Wypadek na motoparalotni
Zamojscy policjanci ustalają szczegółowe okoliczności oraz przyczyny wypadku lotniczego jaki miał miejsce w piątek w miejscowości Sitaniec. Dwuosobowa motoparalotnia, na której lecieli 47-latek i kobieta w wieku 23 lat nagle spadła na ziemię. Oboje z obrażeniami ciała trafili do szpitala.
Ze wstępnych ustaleń wynika, że w piątek w godzinach popołudniowych grupa paralotniarzy wystartowała w podzamojskiej miejscowości Hubale. Zgłosili lot nad Skierbieszowem – Łabudaniami – Zamościem. W pewnej chwili jeden z uczestników grupy zauważył, że nie leci za nimi motoparalotnia, którą pilotował 47-letni mieszkaniec Zamościa, a pasażerką była 23-latka, też mieszkanka Zamościa. Mężczyzna zawrócił i na terenach zielonych w Sitańcu, około 1,5 kilometra od drogi krajowej numer 17 zauważył leżącą na ziemi motoparalotnię.

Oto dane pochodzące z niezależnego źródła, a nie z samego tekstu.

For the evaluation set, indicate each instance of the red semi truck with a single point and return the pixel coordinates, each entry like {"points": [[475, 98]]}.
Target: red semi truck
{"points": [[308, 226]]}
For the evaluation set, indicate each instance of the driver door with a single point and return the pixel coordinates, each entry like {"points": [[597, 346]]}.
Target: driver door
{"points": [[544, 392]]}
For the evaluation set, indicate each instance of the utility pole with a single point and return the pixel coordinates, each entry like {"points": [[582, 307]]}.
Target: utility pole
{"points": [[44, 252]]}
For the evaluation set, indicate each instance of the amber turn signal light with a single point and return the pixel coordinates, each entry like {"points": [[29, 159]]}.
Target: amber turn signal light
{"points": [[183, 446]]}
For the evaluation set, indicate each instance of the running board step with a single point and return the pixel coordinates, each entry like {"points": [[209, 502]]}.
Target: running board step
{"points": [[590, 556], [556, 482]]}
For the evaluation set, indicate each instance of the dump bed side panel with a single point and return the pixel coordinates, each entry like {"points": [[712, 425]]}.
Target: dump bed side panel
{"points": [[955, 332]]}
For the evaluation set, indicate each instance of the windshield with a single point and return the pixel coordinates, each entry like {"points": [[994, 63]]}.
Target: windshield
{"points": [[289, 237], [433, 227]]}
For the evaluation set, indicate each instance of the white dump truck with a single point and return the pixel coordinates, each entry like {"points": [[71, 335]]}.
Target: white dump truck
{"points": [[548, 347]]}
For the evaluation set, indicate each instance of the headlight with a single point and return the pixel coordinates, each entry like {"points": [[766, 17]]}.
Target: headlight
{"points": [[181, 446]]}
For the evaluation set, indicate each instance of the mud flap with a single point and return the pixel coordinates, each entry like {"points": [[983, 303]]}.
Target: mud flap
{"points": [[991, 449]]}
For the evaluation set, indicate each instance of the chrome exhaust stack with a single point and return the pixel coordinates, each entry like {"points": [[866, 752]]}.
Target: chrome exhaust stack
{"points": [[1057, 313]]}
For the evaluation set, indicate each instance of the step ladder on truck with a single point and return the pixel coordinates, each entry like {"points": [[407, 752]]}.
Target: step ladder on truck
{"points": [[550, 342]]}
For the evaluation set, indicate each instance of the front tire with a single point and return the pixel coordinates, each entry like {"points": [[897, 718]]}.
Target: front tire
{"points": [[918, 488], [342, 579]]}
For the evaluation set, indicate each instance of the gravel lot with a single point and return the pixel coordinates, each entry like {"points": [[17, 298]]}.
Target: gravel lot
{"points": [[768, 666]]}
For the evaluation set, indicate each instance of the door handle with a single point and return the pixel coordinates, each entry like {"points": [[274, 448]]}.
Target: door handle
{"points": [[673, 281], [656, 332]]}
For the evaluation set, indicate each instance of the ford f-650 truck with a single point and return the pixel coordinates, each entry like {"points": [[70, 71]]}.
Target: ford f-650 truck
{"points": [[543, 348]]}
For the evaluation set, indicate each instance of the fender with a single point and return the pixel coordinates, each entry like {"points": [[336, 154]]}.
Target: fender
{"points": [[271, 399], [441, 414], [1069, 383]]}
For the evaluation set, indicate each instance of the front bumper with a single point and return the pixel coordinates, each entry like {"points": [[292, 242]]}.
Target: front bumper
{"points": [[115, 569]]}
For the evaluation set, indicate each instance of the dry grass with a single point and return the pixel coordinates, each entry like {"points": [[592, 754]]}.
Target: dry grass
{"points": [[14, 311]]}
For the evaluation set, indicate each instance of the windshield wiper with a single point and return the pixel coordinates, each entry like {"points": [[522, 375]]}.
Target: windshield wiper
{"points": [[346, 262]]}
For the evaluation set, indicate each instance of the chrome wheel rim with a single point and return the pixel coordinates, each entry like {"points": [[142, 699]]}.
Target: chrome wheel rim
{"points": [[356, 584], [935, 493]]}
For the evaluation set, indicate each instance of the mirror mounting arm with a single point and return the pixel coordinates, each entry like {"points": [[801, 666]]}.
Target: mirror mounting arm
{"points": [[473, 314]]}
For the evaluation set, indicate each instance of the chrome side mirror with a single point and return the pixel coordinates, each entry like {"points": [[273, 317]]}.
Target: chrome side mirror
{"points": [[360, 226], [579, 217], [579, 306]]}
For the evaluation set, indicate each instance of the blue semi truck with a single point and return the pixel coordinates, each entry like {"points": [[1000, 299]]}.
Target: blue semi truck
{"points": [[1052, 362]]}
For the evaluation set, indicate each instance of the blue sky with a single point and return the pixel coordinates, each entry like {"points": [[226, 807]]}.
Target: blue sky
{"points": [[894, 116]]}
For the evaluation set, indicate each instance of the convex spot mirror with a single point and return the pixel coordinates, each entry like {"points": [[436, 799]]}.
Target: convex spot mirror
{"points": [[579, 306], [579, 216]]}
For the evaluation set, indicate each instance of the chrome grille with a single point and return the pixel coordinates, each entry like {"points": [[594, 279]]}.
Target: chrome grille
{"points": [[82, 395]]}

Natychmiast wezwano służby ratunkowe. Zarówno pilot jak i pasażerka doznali obrażeń. Oboje trafili do szpitala. Mężczyzna został przewieziony tam przez załogę karetki pogotowia, natomiast 23-latkę do jednego z lubelskich szpitali przetransportował zespół Lotniczego Pogotowia Ratunkowego.
Na miejscu zdarzenia pracowali policjanci, zabezpieczyli ślady, wykonali oględziny, przesłuchali świadków. O wypadku powiadomiliśmy Komisję Badania Wypadków Lotniczych. Jej przedstawiciele na miejsce zdarzenia przyjechali na miejsce wczoraj i wykonali niezbędne czynności, które pozwolą na wyjaśnienie przebiegu wypadku.
Aktualnie zamojscy policjanci prowadzą postępowanie ustalając bliższe okoliczności oraz przyczyny zdarzenia.